A note from composer Dinuk Wijeratne about his Tabla Concerto:
1. Canons, Circles
2. Folk song: ‘White in the moon the long road lies
(that leads me from my love)’
3. Garland of Gems
While the origins of the Tabla are somewhat obscure, it is evident that this ‘king’ of Indian percussion instruments has achieved global popularity for the richness of its timbre, and for the virtuosity of a rhythmically complex repertoire that cannot be separated from the instrument itself. In writing a large-scale work for Tabla and Symphony Orchestra, it is my hope to allow each entity to preserve its own aesthetic. Perhaps, at the same time, the stage will be set for some new discoveries.
While steeped in tradition, the Tabla lends itself heartily to innovation, and has shown its cultural versatility as an increasingly sought-after instrument in contemporary Western contexts such as Pop, Film Music, and World Music Fusion. This notion led me to conceive of an opening movement that would do the not-so-obvious by placing the Tabla first in a decidedly non-Indian context. Here, initiated by a quasi-Baroque canon in four parts, the music quickly turns into an evocation of one my favourite genres of electronic music: ‘Drum-&-Bass’, characterised by rapid ‘breakbeat’ rhythms in the percussion. Of course, there are some North-Indian Classical musical elements present. The whole makes for a rather bizarre stew that reflects globalisation, for better or worse!
A brief second movement becomes a short respite from the energy of the outer movements, and offers a perspective of the Tabla as accompanist in the lyrical world of Indian folk-song. Set in ‘dheepchandhi’, a rhythmic cycle of 14 beats, the gently lilting gait of theTabla rhythm supports various melodic fragments that come together to form an ephemeral love-song.

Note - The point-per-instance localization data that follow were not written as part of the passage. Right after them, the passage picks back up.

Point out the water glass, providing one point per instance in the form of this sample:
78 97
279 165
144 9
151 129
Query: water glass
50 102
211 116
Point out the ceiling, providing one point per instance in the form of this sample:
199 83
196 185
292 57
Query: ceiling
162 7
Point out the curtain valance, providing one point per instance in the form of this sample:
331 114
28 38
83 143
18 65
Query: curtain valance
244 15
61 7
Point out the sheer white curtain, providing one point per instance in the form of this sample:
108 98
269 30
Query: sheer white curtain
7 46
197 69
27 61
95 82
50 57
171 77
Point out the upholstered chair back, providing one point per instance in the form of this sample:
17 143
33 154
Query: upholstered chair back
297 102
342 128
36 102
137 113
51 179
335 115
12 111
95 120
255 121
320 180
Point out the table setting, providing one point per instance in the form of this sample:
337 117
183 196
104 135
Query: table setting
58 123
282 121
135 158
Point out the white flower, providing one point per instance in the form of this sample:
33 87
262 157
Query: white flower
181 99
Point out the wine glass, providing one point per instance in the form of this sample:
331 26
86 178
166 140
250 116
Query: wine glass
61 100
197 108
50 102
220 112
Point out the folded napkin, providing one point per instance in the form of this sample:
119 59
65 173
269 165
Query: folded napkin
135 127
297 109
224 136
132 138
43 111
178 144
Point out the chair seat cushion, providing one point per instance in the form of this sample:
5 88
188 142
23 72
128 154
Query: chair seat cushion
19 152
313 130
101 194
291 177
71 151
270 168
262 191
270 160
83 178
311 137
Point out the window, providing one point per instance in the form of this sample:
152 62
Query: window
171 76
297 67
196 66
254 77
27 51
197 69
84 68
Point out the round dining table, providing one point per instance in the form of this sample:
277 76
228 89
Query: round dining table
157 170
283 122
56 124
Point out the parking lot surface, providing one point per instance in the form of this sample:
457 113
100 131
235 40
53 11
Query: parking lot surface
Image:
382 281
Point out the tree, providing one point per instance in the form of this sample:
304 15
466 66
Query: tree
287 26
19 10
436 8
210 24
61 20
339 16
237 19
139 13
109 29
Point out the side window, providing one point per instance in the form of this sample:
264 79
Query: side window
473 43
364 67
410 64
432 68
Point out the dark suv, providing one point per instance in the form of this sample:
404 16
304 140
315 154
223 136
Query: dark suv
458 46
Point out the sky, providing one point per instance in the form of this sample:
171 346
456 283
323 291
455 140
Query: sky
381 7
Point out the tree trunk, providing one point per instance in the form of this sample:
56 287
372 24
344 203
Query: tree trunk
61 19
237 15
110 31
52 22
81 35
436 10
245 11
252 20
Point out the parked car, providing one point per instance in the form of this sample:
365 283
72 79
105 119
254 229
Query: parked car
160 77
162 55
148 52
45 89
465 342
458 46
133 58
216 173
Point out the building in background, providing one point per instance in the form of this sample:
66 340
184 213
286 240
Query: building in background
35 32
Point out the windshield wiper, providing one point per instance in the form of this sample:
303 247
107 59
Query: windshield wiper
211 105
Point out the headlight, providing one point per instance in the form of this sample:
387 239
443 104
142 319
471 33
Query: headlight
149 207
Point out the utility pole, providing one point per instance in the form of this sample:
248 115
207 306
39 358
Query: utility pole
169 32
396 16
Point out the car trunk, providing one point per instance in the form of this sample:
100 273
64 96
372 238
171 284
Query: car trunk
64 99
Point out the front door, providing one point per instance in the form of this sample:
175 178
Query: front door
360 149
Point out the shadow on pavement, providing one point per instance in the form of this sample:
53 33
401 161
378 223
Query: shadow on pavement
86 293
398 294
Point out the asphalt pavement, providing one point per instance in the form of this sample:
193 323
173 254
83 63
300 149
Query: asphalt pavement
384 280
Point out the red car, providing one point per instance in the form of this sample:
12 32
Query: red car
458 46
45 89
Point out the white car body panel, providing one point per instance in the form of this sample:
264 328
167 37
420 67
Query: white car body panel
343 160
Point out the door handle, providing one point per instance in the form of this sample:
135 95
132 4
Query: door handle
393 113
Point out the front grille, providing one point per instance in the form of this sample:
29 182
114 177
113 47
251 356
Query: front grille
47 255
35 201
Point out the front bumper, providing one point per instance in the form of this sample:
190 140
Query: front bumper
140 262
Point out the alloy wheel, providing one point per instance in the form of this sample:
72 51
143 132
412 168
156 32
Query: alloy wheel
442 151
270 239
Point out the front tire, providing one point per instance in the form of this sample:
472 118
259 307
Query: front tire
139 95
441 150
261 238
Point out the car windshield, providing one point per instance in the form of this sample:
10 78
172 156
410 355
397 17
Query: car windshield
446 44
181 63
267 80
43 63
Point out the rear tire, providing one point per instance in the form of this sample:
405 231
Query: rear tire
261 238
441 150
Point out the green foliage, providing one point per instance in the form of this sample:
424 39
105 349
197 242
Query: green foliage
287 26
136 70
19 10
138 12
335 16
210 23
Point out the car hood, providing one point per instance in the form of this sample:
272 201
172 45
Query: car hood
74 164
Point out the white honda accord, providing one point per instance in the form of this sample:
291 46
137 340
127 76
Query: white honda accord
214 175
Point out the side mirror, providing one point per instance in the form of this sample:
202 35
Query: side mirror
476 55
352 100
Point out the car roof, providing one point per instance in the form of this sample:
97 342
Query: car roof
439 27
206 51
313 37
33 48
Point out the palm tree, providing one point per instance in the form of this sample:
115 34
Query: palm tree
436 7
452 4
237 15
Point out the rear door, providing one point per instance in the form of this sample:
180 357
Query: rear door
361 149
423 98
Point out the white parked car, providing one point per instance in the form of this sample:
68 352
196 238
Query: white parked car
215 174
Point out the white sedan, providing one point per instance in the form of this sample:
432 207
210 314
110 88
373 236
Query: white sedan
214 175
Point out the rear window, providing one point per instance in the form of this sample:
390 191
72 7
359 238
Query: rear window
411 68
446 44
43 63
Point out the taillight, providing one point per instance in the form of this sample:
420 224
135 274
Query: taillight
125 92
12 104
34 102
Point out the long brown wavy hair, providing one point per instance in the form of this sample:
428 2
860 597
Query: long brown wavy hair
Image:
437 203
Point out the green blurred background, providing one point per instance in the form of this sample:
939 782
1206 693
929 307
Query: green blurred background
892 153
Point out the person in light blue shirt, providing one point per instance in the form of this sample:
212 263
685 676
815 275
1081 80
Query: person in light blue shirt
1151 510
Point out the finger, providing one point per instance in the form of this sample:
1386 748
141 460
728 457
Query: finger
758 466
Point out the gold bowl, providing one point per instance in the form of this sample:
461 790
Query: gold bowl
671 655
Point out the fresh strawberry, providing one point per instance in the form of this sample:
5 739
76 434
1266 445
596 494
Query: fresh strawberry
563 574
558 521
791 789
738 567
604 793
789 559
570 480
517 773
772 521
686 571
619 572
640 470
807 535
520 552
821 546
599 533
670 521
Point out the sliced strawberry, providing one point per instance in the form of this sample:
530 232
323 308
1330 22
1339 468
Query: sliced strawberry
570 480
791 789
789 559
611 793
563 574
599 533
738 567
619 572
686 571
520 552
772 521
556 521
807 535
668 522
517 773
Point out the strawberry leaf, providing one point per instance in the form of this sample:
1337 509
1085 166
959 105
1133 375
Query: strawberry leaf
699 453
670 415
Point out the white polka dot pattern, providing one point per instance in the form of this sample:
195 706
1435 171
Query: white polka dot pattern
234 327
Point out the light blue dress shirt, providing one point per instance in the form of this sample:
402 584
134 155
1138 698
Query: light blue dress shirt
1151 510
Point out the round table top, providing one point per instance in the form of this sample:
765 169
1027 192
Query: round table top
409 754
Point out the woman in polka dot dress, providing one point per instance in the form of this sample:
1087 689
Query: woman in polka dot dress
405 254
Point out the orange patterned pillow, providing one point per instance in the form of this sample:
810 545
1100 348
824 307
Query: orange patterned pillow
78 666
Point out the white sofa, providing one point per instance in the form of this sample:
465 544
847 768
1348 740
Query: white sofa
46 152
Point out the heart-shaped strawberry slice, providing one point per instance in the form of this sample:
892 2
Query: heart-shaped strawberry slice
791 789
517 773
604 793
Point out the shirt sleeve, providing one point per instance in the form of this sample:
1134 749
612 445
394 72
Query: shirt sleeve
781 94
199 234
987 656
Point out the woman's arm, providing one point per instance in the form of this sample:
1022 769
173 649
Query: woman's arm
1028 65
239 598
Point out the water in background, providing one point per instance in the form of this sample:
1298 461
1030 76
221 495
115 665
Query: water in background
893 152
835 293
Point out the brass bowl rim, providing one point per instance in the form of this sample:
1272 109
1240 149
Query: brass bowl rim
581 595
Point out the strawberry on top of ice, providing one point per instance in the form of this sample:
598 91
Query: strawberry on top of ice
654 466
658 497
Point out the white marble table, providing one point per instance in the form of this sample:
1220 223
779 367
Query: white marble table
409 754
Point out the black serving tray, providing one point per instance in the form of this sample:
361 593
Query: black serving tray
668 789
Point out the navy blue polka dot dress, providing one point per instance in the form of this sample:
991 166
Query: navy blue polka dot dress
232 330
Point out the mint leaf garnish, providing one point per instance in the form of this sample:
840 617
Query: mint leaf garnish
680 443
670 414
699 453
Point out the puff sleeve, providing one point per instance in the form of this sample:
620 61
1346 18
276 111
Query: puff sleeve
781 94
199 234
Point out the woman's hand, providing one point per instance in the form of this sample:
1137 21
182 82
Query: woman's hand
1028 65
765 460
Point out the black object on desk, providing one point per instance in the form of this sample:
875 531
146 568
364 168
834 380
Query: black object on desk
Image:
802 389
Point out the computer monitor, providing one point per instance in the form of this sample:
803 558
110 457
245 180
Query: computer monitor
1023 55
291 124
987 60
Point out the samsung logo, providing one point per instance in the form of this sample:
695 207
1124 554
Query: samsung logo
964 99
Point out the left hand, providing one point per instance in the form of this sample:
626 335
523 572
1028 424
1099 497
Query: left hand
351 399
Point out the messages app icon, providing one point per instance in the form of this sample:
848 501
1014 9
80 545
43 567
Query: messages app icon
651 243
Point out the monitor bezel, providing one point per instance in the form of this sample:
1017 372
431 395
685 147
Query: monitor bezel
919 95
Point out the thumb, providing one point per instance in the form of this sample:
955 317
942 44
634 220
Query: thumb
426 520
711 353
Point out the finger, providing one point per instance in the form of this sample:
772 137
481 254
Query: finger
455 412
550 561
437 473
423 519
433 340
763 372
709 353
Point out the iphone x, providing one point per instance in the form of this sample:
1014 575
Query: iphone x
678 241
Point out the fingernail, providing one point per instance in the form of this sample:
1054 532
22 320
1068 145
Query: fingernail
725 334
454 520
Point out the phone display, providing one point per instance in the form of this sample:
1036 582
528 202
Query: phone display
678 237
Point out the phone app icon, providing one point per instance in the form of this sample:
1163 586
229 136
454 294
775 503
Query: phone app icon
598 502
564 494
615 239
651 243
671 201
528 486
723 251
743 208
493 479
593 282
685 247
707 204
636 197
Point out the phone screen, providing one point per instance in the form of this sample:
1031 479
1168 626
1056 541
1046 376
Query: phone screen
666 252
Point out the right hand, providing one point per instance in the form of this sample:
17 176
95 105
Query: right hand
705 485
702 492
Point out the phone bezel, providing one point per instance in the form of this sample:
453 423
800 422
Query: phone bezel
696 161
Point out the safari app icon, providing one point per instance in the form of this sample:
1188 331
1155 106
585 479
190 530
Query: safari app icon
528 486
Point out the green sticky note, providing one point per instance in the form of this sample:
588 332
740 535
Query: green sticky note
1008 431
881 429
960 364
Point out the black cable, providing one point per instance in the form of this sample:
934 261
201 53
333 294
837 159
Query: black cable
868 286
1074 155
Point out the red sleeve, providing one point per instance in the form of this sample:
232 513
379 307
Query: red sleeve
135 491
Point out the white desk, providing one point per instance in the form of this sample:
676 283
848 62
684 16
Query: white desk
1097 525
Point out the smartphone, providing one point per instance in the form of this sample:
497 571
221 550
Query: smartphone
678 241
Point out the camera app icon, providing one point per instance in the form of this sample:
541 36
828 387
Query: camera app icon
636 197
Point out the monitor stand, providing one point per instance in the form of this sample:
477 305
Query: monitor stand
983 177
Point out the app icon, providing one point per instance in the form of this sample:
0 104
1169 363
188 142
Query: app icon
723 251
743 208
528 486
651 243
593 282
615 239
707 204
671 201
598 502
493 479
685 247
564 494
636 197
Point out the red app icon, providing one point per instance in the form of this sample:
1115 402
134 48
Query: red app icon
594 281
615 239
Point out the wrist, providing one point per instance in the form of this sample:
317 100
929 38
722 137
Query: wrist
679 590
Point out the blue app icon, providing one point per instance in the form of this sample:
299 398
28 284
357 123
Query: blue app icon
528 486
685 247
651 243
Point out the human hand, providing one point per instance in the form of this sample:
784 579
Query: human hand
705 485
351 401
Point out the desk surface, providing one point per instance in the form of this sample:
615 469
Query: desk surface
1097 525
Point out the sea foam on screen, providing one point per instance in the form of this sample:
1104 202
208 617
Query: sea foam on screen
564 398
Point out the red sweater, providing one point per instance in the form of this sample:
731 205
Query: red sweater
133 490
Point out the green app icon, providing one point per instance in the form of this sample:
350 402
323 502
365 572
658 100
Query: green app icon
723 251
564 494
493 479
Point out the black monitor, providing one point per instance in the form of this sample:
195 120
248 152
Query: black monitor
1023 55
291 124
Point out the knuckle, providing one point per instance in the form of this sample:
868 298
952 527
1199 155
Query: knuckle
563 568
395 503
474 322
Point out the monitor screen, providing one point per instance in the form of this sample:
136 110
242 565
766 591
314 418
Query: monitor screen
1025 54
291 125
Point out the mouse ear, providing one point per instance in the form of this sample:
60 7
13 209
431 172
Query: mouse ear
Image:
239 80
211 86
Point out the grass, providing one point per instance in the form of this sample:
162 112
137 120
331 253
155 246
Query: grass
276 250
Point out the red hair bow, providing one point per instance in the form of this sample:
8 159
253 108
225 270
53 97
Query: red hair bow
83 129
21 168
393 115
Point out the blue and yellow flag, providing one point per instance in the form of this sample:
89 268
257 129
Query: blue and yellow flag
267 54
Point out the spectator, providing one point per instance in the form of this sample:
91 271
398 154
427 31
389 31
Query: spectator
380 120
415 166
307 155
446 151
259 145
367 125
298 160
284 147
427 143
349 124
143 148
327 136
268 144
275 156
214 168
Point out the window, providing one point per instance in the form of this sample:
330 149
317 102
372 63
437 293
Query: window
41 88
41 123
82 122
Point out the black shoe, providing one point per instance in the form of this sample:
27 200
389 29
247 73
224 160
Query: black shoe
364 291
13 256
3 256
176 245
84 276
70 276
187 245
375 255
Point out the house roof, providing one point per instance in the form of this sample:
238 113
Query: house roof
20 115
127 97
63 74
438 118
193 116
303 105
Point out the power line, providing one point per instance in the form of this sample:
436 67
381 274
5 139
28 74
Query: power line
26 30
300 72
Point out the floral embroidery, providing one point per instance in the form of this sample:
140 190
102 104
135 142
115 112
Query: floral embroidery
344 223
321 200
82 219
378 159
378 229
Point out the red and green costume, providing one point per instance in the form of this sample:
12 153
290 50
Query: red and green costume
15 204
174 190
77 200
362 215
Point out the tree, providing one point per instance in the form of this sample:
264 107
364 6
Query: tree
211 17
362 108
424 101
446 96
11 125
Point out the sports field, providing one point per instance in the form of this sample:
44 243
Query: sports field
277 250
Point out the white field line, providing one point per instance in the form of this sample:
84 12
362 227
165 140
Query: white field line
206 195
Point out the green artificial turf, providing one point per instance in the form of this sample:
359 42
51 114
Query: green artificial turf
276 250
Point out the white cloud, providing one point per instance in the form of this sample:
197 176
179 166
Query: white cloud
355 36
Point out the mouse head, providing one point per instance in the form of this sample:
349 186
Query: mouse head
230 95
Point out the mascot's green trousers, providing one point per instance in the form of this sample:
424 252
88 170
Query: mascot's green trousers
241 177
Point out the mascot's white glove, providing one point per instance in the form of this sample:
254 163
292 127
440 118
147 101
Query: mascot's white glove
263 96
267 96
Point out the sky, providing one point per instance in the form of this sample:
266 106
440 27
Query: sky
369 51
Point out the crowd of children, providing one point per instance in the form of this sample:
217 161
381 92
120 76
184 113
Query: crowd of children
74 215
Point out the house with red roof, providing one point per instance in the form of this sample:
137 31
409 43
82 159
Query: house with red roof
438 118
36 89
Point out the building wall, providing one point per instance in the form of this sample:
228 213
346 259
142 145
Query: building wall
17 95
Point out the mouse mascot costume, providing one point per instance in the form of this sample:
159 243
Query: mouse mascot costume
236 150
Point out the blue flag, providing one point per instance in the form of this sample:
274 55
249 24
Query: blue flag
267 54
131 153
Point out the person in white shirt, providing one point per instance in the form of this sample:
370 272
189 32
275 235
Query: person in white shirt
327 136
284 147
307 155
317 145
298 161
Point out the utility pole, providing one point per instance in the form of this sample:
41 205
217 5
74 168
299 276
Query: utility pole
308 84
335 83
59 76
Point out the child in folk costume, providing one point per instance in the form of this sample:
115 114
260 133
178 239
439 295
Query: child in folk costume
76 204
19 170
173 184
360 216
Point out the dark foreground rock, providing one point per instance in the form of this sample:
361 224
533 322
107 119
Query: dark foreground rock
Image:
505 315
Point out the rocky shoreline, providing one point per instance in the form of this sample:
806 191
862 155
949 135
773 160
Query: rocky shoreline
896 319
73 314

Typically, a Tabla player concluding a solo recital would do so by presenting a sequence of short, fixed (non-improvised) compositions from his/her repertoire. Each mini-composition, multi-faceted as a little gem, would often be presented first in the form of a vocal recitation. The traditional accompaniment would consist of a drone as well as a looping melody outlining the time cycle – a ‘nagma’ – against which the soloist would weave rhythmically intricate patterns of tension and release. I wanted to offer my own take on a such a recital finale, with the caveat that the orchestra is no bystander. In this movement, it is spurred on by the soloist to share in some of the rhythmic complexity. The whole movement is set in ‘teentaal’, or 16-beat cycle, and in another departure from the traditional norm, my nagma kaleidoscopically changes colour from start to finish. I am indebted to Ed Hanley for helping me choose several ‘gems’ from the Tabla repertoire, although we have certainly had our own fun in tweaking a few, not to mention composing a couple from scratch.